Michaelson glared at him. The `circumstances' to which Everett referred had been the senior captain's unsuccessful attempt to prosecute them for piracy. "There's no need to belabor the point," he growled. "Much though we might dislike it, it seems we're in this together. And we'll need something to tell Admiral Wentworth. Let's see what Miss Perkins has found for us."

Michaelson's secretary was waiting for them aboard the R-87. She was a slender woman in her late 20s or early 30s with the bearing and manners of a schoolmistress. Her clothing was excruciatingly conservative, her makeup was applied in strict accordance to Royal Navy regulations (RNR-3471/F 'Specifications for Facial Adornment/Female'), and her hair was done up in a tight bun. Under other circumstances, Everett supposed she might have been attractive, but he found it difficult to imagine just what those circumstances might be.

"Your lieutenant was correct," she said primly. "It appears our interloper hid himself among the cargo. Ensign Phelps is there now."

The cargo hold of the R-87 was a tiny compartment nestled between the two side engine cars, with barely enough room for a dozen crates. One of these gaped open. A burly ensign from the Air Station's Signal Corps -- Everett recognized the man who'd brought in the radio the last time he was in Michaelson's office -- was crouching to examine it. He stood as they entered and handed Miss Perkins a clipboard.

"We've examined the cargo manifest," she announced. "It appears this particular crate was loaded on the day of departure. According to the manifest, it was supposed to contain a motor-bicycle. This was being sent to Sydney for evaluation as a courier bike."

"A clever choice," observed Michaelson. "The crate would be large enough to hide a man, but light enough so they'd load it on top of the other cargo where he'd be able to get out. We've spoken with the purported manufacturer?"

"Yes. It's a small shop here in Cairns. They have no record of the thing, and I'm inclined to believe them.
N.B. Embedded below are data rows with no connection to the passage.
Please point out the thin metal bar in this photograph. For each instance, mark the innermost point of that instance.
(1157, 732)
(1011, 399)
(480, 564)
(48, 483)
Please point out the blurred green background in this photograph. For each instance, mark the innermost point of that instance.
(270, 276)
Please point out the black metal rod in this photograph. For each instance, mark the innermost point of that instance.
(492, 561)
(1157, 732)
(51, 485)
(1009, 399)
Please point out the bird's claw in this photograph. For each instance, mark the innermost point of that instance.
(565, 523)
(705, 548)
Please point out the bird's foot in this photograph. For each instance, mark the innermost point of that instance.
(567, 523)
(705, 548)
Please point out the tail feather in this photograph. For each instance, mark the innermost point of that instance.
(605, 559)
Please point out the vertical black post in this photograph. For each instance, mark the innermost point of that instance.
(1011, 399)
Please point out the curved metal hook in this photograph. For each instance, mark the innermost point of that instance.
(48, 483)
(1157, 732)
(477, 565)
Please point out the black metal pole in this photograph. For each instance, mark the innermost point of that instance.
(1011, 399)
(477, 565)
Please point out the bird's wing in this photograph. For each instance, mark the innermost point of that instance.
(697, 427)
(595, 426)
Whoever this Lieutenant Blacker is working for seems too well-organized to leave such an obvious trail."

"Did he leave anything behind in the crate?"

"An empty water flask, several coconut shells, and a...bucket."
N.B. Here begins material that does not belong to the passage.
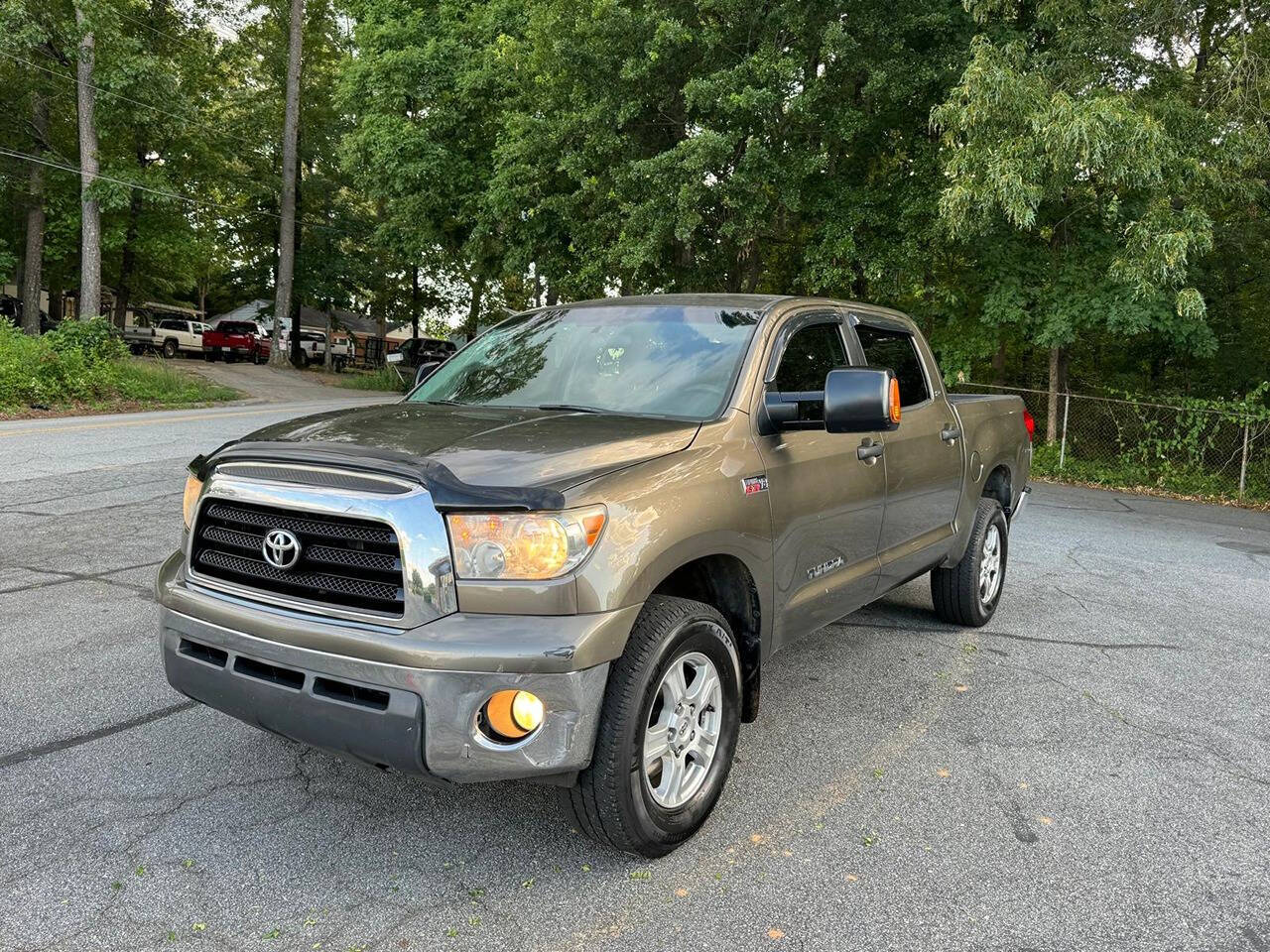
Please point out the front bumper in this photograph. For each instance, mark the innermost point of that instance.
(365, 703)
"A bucket?" asked Iverson, unable to imagine what need the spy could possibly have had for such a thing.

"Yes," she replied with a hint of distaste. "With a tightly sealed lid. It appears he was prepared to remain in the crate for quite some time."

"Oh," said Iverson, slightly abashed. They never mentioned this particular issue in radio dramas.

"What about the bill of lading?" asked Michaelson.

"It was forged under Petty Officer Ferguson's signature. And no one would have contacted him to confirm it because he left several days ago to attend a sick aunt in Brisbane."

"These fellows show a disquieting knowledge of our operations and procedures," observed Everett.

"It wouldn't take much," mused Michaelson. 'Someone with access to the administration building to examine personal records and mission schedules. But we'd best assume the worst and operate under the assumption that our officer staff has been compromised. And the only person who could tell us more has vanished again, parachuting blindly into the storm."

"I've been wondering about that," blurted Iverson, before he had a chance to consider the consequences. All eyes swiveled to stare at him.

"Yes, Lieutenant?" said Michaelson dangerously.

Iverson gulped and struggled to maintain his composure. "When we entered the cargo hold, Lieutenant Blacker was studying his watch, as if waiting for the right moment to jump."

"But how could he have known where he was?"

"Perhaps he received some sort of signal. The weather was too thick for a beacon, and we'd have heard a horn or whistle from the bridge, but he could have been carrying a radio receiver. A simple crystal set would suffice if the signal was strong enough."

"And where might this hypothetical signal have come from?"

Captain Everett frowned, making little attempt to hide his misgivings. "I suppose it could have been our friends aboard the L-137," he replied. "They do remain unaccounted for. But I can't imagine how Lieutenant Blacker could have fallen in with the fellows. I'm afraid the most parsimonious assumption is that he's working for the mysterious cruiser that attacked us in the Coral Sea."